Scorned as Timber Beloved of the Sky




  
This photo taken near our home by Peter Moore reminds me of the  work of the great Canadian artist, Emily Carr.

“Scorned as Timber, Beloved of the Sky” is one of my favourite oil paintings by her. This little old lady ‘on the edge of nowhere’ as she called herself, started her life painting people, first nations villages and totems. She ended up expressing on canvas the great forests and vast skies of her beloved British Columbia where she was born in 1871.

‘Scorned as Timber’ was painted after a visit to a great forest in 1935.  The canvas is dominated by a tall spindly pine tree. It is one of the badly shaped trees rejected by the woodcutter in favour of the pencil straight trunks that had long since been turned into telephone poles, houses, churches. This useless tree is surrounded by trees stumps, that Carr referred to as ‘screamers’.  These ‘screamers’ to her were the cry of the tree’s heart before it gave that sway and dreadful groan of falling.

This lone pine sends its branches up out of the forest. It reaches towards the heavens with a corona of bright light radiating from it and filling the canvas like a great symbol of hope.

In many ways this ‘scorned one’ is a portrait of Carr herself. Like the lone tree she made her way as an unconventional artist, struggling against adverse criticism.
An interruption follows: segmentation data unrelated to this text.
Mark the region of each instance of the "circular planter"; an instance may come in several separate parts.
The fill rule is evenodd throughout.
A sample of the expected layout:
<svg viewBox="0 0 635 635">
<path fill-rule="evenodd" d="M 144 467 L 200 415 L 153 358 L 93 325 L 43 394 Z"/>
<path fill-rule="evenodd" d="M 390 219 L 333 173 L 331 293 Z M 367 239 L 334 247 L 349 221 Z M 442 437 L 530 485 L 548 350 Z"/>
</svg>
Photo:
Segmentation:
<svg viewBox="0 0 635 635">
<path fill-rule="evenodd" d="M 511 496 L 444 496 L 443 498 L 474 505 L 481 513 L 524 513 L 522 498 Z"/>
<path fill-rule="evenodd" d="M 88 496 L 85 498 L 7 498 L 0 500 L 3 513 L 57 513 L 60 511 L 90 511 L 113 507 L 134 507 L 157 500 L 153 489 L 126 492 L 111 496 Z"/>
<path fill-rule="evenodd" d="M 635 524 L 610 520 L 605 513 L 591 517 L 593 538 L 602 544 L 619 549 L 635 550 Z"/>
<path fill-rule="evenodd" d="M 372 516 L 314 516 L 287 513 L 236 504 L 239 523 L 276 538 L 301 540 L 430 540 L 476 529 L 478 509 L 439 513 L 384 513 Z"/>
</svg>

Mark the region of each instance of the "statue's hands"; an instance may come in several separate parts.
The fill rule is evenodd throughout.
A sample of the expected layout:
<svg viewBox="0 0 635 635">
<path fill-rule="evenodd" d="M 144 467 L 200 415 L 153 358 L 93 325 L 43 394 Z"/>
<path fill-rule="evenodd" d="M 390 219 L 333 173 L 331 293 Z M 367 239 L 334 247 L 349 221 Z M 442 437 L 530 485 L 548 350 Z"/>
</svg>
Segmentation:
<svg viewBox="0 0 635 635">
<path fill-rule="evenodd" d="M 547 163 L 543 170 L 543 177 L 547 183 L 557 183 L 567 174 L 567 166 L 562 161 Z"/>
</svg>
She always strove for what was above with no one to support or encourage her. Her unfailing belief in her own art meant that by the time she came to paint the tree with its bright circle of hope, she was widely recognised as one of Canada’s most significant artists.

 Search her out.




1 comment:

  1. I just purchased one from a second hand store for 75.00$.....
    I love trees and it actually spoke to me when I looked at it. It hangs in our living room so all can see it.